Ainsi, sont présentés sur un plateau amovible alvéolé ou logés en des casiers, boîtages élégamment revêtus de cuir aubergine aux exacts profils et dimensions des pièces collationnées, de féminins et coquets ustensiles essentiellement voués à la Toilette,.Ceux-ci sont judicieusement complétés par quelques accessoires (encrier, sablier et porte-plume) liés à l'activité scriptuaire d'une Dame de qualité aguérrie aux charmes de la Villégiature ou aux sortilèges de lointaines contrées.
Flacons à parfums (3), boîtes à fards, à poudre,.. (5) et pots à onguents (4) en cristal taillé facetté de motifs floraux étoilés ceints de listels de feuillages stylisés sont sertis , sur leurs formes géométriques épurées, de bouchons, de couvercles en argent.
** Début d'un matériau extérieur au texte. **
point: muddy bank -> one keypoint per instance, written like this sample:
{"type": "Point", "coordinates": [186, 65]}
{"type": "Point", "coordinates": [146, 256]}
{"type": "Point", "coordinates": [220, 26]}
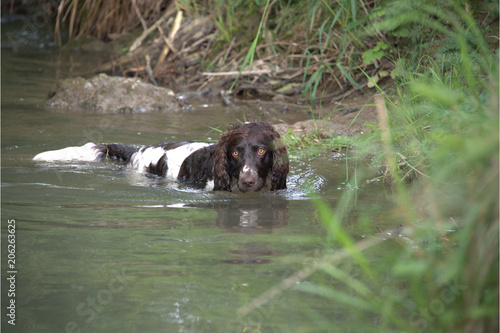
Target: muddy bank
{"type": "Point", "coordinates": [107, 94]}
Remarquablement ciselés, ces éléments orfévrés se parent d'un fonds guilloché à motifs de chevrons soit rayonnants soit parallèles souligné d'un entourage de filets moulurés, enrichis en bordure sur certaines pièces ( boîte à savon, étuis rectangulaires à brosses ) d'un féminin décor d'ondulants noeuds de ruban Louis XVI à glands passementés aux ajours trés finement repercés . Toutes ces pièces d'un travail aussi délicat que gracieux sont "frappées" - à l'instar des pièces montées sur ivoire (brosses à cheveux et brosserie pour vêtements)- du chiffre ciselé ou gravé de l'heureuse et aristocratique détentrice de ce Nécessaire de Toilette raffiné par ailleurs enrichi d'accessoires en écaille de tortue (peignes, chausse-pieds) et, plus prosaîquement en acier (tire-bottines).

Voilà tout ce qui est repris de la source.